Despite the furor over the Frederick book, and not having written a formal Habilitationsschrift, Kantorowicz received an professorship at the University of Frankfurt in 1930. By 1933, however, Kantorowicz had to cease giving lectures due to increasing pressure on Jewish academics under the new Nazi regime. After taking several leaves of absence, he was finally granted an early retirement with a pension in 1935. He remained in Germany until 1938, when after the Kristallnacht riots it became clear that the situation for even assimilated Jews such as himself was no longer tenable. After a brief stay in Oxford, he accepted a lectureship at the University of California, Berkeley in 1939 and departed for the United States. After several years, Kantorowicz was finally able to secure a permanent professorship, but in 1950, he famously resigned in protest when the UC Regents demanded that all continuing faculty sign a loyalty oath disavowing affiliation with any politically subversive movements. Kantorowicz insisted he was no leftist and pointed to his role in an anti-communist militia as a young university student, but nonetheless objected on principle to an instrument which he viewed as a blatant infringement on academic freedom and freedom of conscience more generally. During the controversy in Berkeley, two eminent German émigré medievalists working in Princeton, Theodore Mommsen and the art historian Erwin Panofsky, persuaded J. Robert Oppenheimer, director of the prestigious Institute for Advanced Study, to appoint Kantorowicz to the Institute's faculty of Historical Studies. Kantorowicz accepted and moved to Princeton, where he remained for the rest of his career.
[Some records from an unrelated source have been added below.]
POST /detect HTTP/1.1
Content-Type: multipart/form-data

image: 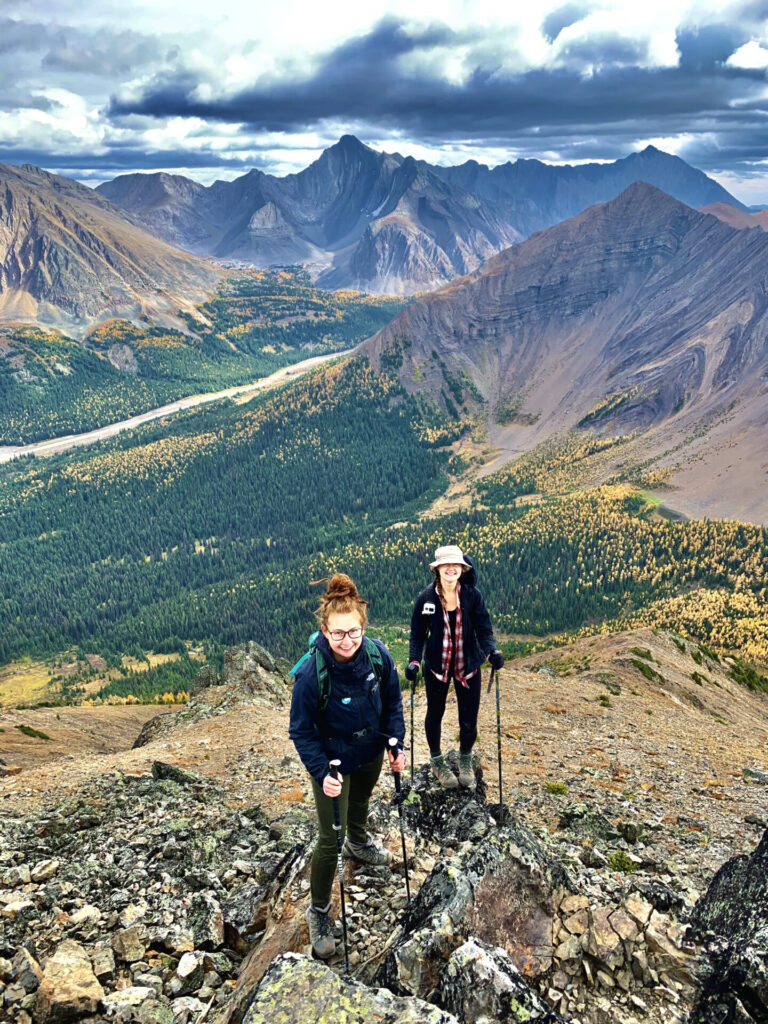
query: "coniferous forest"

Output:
[0,268,403,444]
[0,335,768,696]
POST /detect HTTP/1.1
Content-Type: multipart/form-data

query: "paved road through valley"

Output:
[0,348,353,463]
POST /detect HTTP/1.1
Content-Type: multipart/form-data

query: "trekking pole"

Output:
[486,669,504,824]
[389,736,411,905]
[409,675,419,793]
[329,760,349,974]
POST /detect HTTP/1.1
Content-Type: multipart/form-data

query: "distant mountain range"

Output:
[0,164,220,330]
[98,135,741,294]
[700,203,768,231]
[364,182,768,519]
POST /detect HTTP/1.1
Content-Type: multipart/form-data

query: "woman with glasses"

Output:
[406,544,504,790]
[289,572,406,959]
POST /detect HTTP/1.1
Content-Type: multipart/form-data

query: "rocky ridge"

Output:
[362,182,768,522]
[0,164,221,331]
[98,135,739,294]
[0,631,768,1024]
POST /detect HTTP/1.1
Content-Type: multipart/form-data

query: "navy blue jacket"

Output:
[288,633,406,785]
[409,568,496,676]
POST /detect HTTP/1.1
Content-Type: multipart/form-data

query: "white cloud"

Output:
[726,39,768,68]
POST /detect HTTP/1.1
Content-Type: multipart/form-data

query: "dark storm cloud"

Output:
[676,25,750,69]
[110,19,768,153]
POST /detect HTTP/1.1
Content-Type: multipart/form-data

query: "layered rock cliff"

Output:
[0,164,219,327]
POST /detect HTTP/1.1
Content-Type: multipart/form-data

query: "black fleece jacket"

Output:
[409,569,496,676]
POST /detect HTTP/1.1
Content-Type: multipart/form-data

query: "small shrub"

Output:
[544,782,568,796]
[729,658,768,693]
[14,725,50,739]
[698,643,720,665]
[608,850,637,874]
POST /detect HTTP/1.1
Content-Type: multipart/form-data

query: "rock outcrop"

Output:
[362,182,768,521]
[98,135,739,294]
[0,164,221,332]
[237,953,459,1024]
[691,830,768,1024]
[133,640,290,749]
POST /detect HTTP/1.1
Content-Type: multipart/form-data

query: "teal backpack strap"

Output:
[288,632,331,712]
[310,645,331,713]
[366,637,384,683]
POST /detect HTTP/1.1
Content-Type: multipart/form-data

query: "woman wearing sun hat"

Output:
[406,544,504,790]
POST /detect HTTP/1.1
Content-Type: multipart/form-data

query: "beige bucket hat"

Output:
[429,544,472,569]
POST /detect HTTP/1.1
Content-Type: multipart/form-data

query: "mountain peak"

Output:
[326,135,372,153]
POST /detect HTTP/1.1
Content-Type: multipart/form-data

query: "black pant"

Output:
[424,666,482,757]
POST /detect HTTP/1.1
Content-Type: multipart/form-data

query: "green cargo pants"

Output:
[309,753,384,907]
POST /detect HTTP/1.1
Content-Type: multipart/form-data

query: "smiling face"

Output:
[437,562,464,590]
[322,611,364,663]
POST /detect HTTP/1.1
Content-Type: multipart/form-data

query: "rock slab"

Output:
[35,939,104,1024]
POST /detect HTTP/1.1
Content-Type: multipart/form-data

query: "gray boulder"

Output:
[376,778,572,997]
[243,953,459,1024]
[691,830,768,1024]
[436,939,563,1024]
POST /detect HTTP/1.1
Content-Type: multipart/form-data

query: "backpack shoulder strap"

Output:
[288,632,331,712]
[366,637,384,683]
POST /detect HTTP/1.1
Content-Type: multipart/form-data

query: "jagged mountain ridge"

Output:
[436,145,744,236]
[365,183,768,521]
[98,135,740,294]
[0,164,220,329]
[98,135,520,294]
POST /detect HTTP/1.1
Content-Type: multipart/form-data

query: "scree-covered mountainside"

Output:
[98,135,740,294]
[0,164,221,328]
[366,182,768,521]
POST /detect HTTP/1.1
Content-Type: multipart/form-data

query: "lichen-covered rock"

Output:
[436,938,563,1024]
[691,830,768,1024]
[243,953,459,1024]
[377,802,570,996]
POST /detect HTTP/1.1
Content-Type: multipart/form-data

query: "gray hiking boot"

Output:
[341,836,392,865]
[304,903,336,959]
[429,754,459,790]
[459,754,477,790]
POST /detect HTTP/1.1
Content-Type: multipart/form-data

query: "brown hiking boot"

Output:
[430,754,459,790]
[459,754,477,790]
[304,903,336,959]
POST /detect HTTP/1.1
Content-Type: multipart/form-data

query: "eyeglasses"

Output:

In 1957, Kantorowicz published his masterpiece, The King's Two Bodies, which explored, in the words of the volume's subtitle, "medieval political theology." The book traced the ways in which theologians, historians, and canon lawyers in the Middle Ages and early modern period understood "the king" as both a mortal individual and an institution which transcends time. Drawing on a diverse array of textual and visual sources, including Shakespeare and Dante, The King's Two Bodies made a major contribution to the way historians and political scientists came to understand the evolution of ideas about authority and charisma vested in a single individual versus transpersonal conceptions of the realm or the state in pre-modern Europe. The book remains a classic in the field.
Kantorowicz died in his home in Princeton of an aortic aneurysm at age 68.
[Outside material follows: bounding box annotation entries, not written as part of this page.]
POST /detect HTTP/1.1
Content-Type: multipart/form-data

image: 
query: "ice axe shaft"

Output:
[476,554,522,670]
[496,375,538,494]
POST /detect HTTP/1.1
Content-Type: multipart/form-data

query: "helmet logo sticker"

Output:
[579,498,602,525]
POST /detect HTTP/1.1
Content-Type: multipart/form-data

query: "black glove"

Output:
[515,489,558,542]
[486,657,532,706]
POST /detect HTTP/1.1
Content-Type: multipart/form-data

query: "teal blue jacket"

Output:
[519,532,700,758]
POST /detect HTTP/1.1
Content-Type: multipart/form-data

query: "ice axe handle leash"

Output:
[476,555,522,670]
Kantorowicz was the subject of a controversial biographical sketch in the book Inventing the Middle Ages by the medievalist Norman Cantor. Cantor suggested that, but for his Jewish heritage, the young Kantorowicz could be considered a Nazi in terms of his intellectual temperament and cultural values. Cantor compared Kantorowicz with another contemporary German medievalist, Percy Ernst Schramm, who worked on similar topics and later joined the Nazi Party and served as the staff diarist for the German High Command during the war. Kantorowicz's defenders responded that although as a younger man Kantorowicz embraced the Romantic ultranationalism of the George-Kreis, he had only contempt for Nazism and was a vocal critic of Hitler's regime, both before and after the war.